2.4. Structure analysis
The structural alignments and calculations of the root-mean-square deviations (r.m.s.d.s) were all performed using LSQMAN in the DEJAVU program package (Kleywegt & Jones, 1997 ▶). The atomic coordinates and structure factors have been deposited in the Protein Data Bank, Research Collaboratory for Structural Bioinformatics, Rutgers University, New Brunswick, New Jersey, USA (entry 3hhp).
3. Results and discussion
This project was initiated with the intent of crystallizing and solving the structure of salicylate adenylase (PchD) from P. aeruginosa (PAO1), a protein involved in the pyochelin siderophore-production pathway. This protein, which was produced with a C-terminal histidine tag using the pPchD plasmid (Quadri et al., 1999 ▶), did not crystallize. Therefore, the tag was removed by the insertion of a stop codon as described in §2 and the protein was again overexpressed and purified from BL21 (DE3) E. coli. The PchD protein contained a few minor contaminants that were evident when visualized by Coomassie-stained SDS–PAGE (Fig. 1 ▶ a), but was deemed suitable for crystallization studies.
Figure 1.
(a) SDS–PAGE gel showing protein purity. The protein purified, salicylate adenylase (PchD) from P. aeruginosa, also contained the E. coli malate dehydrogenase (MDH) contaminant that readily crystallized. (b) Crystals of malate dehydrogenase surrounded by protein precipitate, presumably PchD.

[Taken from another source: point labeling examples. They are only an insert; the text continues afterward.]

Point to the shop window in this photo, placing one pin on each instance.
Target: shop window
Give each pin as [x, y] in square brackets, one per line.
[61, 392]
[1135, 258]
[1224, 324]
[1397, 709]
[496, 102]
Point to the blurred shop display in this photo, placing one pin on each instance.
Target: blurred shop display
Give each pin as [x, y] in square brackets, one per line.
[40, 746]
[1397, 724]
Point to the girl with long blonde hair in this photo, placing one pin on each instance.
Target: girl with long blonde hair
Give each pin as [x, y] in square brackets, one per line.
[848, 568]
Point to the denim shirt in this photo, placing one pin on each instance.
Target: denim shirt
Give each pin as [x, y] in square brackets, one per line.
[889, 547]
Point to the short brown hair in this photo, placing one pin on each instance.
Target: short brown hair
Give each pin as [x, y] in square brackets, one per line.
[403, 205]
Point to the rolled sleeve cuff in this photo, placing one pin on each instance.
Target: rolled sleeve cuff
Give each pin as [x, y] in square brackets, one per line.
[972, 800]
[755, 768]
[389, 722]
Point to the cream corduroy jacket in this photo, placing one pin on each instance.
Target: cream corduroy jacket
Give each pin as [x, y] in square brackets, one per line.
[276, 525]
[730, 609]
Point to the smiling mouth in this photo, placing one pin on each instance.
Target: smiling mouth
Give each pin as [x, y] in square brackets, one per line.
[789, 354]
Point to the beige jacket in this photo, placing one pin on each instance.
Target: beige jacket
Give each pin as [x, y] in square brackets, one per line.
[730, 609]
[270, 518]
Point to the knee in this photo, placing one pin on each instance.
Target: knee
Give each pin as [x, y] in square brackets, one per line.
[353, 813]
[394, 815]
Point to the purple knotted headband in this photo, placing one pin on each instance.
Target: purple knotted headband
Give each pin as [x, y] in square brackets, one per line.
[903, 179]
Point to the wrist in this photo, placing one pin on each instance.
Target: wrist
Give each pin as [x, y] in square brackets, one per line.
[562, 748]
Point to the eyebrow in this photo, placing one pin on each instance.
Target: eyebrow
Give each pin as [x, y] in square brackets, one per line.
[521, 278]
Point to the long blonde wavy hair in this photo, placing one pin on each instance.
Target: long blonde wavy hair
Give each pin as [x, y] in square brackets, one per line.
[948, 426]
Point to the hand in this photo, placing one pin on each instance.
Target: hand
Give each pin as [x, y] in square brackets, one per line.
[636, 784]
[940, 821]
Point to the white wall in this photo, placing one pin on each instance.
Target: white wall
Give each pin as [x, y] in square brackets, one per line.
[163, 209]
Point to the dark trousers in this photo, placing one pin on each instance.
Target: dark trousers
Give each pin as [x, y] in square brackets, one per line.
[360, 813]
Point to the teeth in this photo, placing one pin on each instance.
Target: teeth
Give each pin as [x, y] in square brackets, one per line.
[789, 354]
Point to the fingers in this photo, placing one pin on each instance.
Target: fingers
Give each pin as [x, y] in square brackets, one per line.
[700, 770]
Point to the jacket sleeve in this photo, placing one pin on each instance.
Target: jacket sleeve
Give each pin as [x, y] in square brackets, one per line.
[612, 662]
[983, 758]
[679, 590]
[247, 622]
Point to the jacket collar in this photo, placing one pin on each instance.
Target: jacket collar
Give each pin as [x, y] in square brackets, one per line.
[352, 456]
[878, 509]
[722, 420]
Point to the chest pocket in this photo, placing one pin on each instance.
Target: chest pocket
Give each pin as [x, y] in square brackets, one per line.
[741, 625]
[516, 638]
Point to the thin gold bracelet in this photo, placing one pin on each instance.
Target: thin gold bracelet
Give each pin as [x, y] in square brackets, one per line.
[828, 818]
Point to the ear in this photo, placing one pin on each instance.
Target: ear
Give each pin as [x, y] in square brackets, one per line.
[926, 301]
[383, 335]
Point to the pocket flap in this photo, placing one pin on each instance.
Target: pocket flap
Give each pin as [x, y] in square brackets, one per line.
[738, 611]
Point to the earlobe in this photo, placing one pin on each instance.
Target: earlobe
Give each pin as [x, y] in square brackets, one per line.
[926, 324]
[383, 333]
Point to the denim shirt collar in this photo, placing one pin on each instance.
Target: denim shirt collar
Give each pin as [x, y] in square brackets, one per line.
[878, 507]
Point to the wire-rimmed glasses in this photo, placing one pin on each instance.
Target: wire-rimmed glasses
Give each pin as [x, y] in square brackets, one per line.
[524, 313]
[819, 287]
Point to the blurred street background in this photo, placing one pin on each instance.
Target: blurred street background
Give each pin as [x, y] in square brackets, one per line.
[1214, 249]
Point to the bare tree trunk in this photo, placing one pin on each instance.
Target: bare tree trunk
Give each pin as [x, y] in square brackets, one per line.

Protein crystals were produced surrounded by protein precipitate (Fig. 1 ▶ b). Crystals were carefully excised from the precipitate and were of diffraction quality, routinely diffracting to 2.0 Å resolution. Since molecular replacement using Phaser (McCoy et al., 2005 ▶) with nonribosomal peptide synthetase adenylase homologues [DhbE from Bacillus subtilis (May et al., 2002 ▶) and PheA from Brevibacillus brevis (Conti et al., 1997 ▶)] failed and incorporation of selenomethionine was ineffective, heavy-atom techniques were employed. One crystal soaked in p-chloromercuribenzoate diffracted to 1.45 Å resolution and a complete data set was collected on Stanford Synchrotron Radiation Lightsource beamline 9-2 (Table 1 ▶). A fluorescence scan of the crystal indicated that no mercury was present.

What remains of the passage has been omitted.